On January 5, 2022, thirteen current and former female employees filed a class action gender discrimination lawsuit against BNC in the U.S. District Court for the Northern District of Illinois, accusing network management of paying female employees significantly lower salaries compared to male staffers, harboring a misogynistic work environment in which female staffers felt forced to conform to behavioral gender stereotypes, and retaliating against employees who formally lodged complaints about the pay disparities and personal treatment. (Two of the plaintiffs involved in the amended lawsuit had previously filed a separate complaint against BNC in August 2021.) In response, BNC sent out a memo to their current employees informing them of the network's intent to file a motion for dismissal of the lawsuit.

===Bankruptcy===
On March 25, 2022, it was reported that the channel would be shutting down imminently after Khan withdrew his funding following a failed attempt to sell the network. Live programming was discontinued at 5:00 p.m. Eastern Time that afternoon, with the remainder of that day's schedule being filled with taped programming, mainly involving the Supreme Court confirmation hearing of Ketanji Brown Jackson. As of March 26, BNC remained operational, carrying various other programs and films it has the rights to.

On March 28, the network filed for Chapter 11 bankruptcy protection with the U.S. Bankruptcy Court for the Northern District of Florida. On May 9, Black News Channel resumed live programming, adding three hours of live news and commentary programs each weekday from 10:00 a.m. to 1:00 p.m. Eastern Time.

===Asset purchase by Entertainment Studios, merger into TheGrio TV===
On July 20, 2022, Byron Allen's Allen Media Group received approval from the Tallahassee-based U.S. Bankruptcy Court district to acquire Black News Channel from Khan for $11 million. The network's existing carriage was then merged into Allen's over-the-air network TheGrio, which occurred on August 1, 2022. Allen plans to add more news and commentary into TheGrio's schedule as part of the retransmission consent stipulations made in BNC's carriage contracts.

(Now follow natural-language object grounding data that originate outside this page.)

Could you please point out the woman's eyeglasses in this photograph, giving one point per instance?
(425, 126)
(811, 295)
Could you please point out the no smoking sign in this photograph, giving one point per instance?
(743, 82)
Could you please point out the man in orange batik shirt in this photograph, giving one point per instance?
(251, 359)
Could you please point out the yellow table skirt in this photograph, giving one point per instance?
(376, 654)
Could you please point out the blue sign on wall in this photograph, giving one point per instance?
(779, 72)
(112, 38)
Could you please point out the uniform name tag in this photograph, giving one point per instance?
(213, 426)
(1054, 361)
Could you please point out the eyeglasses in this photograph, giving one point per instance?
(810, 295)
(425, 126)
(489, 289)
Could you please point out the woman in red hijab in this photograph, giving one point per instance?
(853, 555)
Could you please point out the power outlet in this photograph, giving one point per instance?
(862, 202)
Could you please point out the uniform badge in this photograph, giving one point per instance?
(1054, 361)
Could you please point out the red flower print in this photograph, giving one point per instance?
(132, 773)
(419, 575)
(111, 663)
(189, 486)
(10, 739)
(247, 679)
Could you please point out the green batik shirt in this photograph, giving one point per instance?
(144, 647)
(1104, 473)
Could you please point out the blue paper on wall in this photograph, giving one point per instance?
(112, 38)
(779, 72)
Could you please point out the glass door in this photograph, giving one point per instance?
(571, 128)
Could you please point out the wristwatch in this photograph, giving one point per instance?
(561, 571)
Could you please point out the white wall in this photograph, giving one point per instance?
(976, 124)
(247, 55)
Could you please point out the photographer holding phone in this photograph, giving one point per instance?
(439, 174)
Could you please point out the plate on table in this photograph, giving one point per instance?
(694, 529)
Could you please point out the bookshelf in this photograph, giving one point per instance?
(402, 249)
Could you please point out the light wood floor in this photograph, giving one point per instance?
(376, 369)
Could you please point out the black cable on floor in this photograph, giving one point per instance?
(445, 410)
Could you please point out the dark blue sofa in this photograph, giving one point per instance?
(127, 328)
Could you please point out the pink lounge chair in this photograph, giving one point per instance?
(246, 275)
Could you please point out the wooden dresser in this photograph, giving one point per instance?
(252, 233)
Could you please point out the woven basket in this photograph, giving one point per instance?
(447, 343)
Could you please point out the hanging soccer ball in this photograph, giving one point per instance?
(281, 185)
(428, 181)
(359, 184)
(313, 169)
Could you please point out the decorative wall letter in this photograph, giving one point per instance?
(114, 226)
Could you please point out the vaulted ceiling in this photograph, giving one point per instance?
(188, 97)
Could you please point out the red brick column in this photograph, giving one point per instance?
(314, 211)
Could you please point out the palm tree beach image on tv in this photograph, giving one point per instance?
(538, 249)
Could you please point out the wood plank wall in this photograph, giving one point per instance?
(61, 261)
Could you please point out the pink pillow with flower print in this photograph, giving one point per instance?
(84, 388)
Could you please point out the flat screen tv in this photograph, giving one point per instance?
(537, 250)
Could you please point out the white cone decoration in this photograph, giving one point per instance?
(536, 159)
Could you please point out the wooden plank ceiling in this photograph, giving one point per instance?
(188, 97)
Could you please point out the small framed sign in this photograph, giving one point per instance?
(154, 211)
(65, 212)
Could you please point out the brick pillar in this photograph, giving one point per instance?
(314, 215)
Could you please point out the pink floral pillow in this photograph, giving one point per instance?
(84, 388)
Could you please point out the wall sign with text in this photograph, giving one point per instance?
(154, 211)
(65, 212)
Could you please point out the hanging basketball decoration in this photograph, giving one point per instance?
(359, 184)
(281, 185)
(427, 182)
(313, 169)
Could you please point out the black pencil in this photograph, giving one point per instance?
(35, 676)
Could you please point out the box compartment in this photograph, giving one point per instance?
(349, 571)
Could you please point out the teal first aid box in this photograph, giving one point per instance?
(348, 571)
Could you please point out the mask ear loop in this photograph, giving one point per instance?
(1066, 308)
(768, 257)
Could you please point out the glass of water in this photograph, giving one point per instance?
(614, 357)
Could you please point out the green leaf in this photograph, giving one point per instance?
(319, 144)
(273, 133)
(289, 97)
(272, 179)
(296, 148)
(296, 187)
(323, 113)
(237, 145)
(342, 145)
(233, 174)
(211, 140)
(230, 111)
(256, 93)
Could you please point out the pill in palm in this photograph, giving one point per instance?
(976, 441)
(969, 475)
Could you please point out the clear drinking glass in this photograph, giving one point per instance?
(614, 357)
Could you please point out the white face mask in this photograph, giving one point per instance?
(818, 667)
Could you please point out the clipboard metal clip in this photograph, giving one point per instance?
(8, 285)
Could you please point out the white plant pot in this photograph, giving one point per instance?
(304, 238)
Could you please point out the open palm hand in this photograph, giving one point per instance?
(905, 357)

In December 2022, Black News Channel converted their Chapter 11 case to a Chapter 7 bankruptcy liquidation.

==Carriage==
Charter Spectrum, Comcast Xfinity, DirecTV and Verizon Fios carried the channel's linear feed, while Dish Network carried it both as the network itself and as a video-on-demand service. In March 2021, BNC was available in 52 million homes, compared to over 83 million for the major cable news outlets and 75 million for conservative news network Newsmax TV.

== Former on-air personalities ==
- Laverne McGee - News Anchor
- Mike Hill - Start Your Day (6 A.M. - 10 A.M.)
- Marc Lamont Hill - Black News Tonight (8 P.M.)
- Charles Blow - Prime (10 P.M.)
- Kelly Wright - The World Tonight (5 P.M. - 7 P.M.)